Y entonces todo se revuelve. Empezando por las tripas.
Porque cuando sopla hay que estar atentos a las tripas. Ahí, solo ahí, está el
centro del huracán. Claro, que si fuera eso nada más no pasaría demasiado, como
en la vida. Porque en la vida no pasa demasiado, viéndolo fríamente. Te
despertás, te levantás, te bañás, salís, alguien nace, volvés, alguien muere, cocinás,
comés, te dormís. Y eso es todo, claro, viéndolo fríamente.
Pero a veces hay otro viento. Y cuando hay otro viento, como
decía, primero lo notás en las tripas. Y después en las manos, después en la
cara, y al final en todo el cuerpo, que es como decir en la mente. Y ahí es
cuando todo se revuelve.
Que no todos los vientos son iguales, ni en el soplar ni el
sentir. Los hay amables y moderados, como esos vientos primaverales que no
olvidan que existen para transportar cosas delicadas y frágiles, vientos
fecundadores. También los hay tempestuosos e inconstantes, llenos de tormentas
de verano en sus entrañas, pasajeros. Los hay aburridos, permanentes,
interminables, como los inviernos y la injusticia.
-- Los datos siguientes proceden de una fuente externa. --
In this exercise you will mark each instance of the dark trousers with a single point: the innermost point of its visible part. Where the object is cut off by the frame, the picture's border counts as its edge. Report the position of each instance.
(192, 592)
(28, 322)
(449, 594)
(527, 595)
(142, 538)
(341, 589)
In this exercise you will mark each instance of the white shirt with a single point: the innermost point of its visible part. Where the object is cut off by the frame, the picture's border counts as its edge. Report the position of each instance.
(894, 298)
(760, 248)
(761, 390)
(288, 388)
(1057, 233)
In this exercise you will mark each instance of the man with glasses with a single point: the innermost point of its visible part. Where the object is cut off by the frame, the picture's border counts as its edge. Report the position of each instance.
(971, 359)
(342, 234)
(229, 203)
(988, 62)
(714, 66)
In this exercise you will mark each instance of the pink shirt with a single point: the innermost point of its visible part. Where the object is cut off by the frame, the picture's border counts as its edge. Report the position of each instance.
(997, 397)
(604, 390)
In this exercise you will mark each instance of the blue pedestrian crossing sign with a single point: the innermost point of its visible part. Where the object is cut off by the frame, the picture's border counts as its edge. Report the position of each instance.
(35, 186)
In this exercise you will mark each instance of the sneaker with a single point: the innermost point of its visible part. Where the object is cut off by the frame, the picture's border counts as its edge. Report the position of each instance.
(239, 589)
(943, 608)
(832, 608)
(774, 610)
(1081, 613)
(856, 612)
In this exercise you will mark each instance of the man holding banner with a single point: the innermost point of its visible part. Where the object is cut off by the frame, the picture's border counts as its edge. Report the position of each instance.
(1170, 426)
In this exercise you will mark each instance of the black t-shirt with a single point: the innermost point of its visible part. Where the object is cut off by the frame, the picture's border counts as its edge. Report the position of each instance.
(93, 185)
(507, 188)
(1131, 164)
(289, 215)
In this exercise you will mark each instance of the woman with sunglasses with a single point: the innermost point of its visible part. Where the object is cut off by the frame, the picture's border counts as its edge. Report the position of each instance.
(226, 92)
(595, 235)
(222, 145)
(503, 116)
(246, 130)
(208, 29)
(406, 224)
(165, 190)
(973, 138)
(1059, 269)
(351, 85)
Hay muchos vientos, tantos como velas para amarrarlos. Pero
todos ellos no son nada al lado de una sudestada hecha y derecha. Ella llega
ululando, levantando arena y recuerdos, borrando barreras, destruyendo contornos
y mapas, creando territorios y zanjones. Inundando. Y es distinta porque otra
es la disposición para el encuentro: mientras los otros vientos invitan a dejarse
llevar, la sudestada convida a ponerse de frente y a apechugar. La sudestada te
define para siempre, que es como decir hasta la próxima vez.